フィリネルのその言葉にリオネルのボートを漕ぐ手が止まった。


「エル。私たちの婚約式にはぜひ参加して欲しい。」

「ああ、当たり前だ。楽しみにしているよ。」ニコリと笑うエルを見たレオンは嬉しそうだ。

「さて、そろそろ王宮に戻ろうか。」

ボートから降り、馬車で王宮へと戻った。

持ってきていたオフショルダーのドレスを着て、帰り支度をする。サウスユークではこのオフショルダーのドレスでさえ暑いのだなと感じるが、今からグリニエルに戻るので、それまでは暑さを耐えようと思う。

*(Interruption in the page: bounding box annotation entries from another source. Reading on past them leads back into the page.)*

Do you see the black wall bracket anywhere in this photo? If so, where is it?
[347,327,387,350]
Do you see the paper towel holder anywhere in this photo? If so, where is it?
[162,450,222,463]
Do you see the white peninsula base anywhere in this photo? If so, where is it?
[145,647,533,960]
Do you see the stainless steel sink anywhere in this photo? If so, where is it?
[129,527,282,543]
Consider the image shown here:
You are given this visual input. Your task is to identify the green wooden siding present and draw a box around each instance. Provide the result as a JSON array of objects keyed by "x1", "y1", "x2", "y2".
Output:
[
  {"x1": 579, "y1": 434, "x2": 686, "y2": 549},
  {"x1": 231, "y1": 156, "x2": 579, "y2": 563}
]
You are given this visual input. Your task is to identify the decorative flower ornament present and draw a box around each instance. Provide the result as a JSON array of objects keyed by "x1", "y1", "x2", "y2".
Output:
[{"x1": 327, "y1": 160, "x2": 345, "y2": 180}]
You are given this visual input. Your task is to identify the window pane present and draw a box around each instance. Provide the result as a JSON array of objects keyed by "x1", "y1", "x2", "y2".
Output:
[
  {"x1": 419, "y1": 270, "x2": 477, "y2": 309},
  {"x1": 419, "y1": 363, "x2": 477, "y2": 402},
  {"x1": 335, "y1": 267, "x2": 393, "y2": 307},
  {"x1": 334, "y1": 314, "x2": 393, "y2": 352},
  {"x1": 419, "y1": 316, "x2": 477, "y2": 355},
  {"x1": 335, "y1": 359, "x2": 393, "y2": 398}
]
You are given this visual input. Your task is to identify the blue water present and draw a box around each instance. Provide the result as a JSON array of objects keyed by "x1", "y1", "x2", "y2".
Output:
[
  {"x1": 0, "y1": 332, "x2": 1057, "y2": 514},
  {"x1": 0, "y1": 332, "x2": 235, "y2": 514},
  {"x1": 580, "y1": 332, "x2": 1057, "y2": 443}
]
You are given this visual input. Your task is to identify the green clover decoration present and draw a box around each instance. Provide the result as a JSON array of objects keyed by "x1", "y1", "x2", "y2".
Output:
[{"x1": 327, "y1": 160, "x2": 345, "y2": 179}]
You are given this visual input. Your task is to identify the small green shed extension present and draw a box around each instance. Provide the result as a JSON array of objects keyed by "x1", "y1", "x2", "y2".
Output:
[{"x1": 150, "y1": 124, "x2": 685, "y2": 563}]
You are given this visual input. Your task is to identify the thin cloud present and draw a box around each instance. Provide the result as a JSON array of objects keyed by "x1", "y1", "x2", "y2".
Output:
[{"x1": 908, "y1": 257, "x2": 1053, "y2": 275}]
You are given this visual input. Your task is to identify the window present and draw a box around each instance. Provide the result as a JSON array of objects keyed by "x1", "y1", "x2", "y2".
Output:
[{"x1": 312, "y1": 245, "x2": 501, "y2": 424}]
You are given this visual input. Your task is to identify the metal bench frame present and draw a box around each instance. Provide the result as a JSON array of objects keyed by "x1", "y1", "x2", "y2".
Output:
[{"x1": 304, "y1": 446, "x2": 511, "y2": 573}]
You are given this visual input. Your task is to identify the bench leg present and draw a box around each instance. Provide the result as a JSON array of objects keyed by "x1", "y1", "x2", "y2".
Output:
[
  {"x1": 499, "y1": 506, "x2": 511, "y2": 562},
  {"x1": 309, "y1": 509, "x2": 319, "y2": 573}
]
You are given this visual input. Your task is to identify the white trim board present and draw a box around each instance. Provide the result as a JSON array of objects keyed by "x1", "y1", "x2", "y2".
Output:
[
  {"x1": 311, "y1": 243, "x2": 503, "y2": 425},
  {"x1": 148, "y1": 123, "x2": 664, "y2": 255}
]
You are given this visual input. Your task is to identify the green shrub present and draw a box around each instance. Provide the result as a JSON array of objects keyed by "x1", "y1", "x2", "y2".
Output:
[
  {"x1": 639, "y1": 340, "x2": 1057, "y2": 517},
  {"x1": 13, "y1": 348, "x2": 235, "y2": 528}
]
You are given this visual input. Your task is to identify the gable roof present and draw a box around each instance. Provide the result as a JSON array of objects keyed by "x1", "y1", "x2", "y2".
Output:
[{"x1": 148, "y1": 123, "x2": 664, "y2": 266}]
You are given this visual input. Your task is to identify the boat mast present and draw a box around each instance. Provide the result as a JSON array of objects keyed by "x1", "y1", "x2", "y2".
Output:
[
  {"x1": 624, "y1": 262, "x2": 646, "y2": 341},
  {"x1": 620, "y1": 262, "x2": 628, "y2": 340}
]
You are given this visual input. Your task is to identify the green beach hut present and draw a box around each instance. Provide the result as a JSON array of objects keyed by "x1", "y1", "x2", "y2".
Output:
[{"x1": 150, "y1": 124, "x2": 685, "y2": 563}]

コンコンと扉をノックされ、そこにはフィリネルがいた。お土産よ。と渡された袋は中身が見えない。

「この中には何が?」
開けようとしたところをフィリネルに止められた。

「変なものではないの。きっと王太子殿下との仲を深めるのにいいかと思って。でも、グリニエルに戻った後、1人の時に開けて欲しいの。」

そう言うフィリネルに、分かったわ、ありがとうとお礼を言って別れた。

出発の準備が整い、サウスユークに転送された時と同じ広間へと通される。

そして準備が整ったようで転送が始まった。

私は光の中、寂しい気持ちになりながらフィリネルに手を振る。



スゥッと目を閉じ、次に開けると、目の前には見慣れた顔ぶれがあった。

「お帰りなさいませ。王太子殿下。王太子妃様。」

聴き慣れた声にホッとして、笑顔でただいま戻りましたと答えた。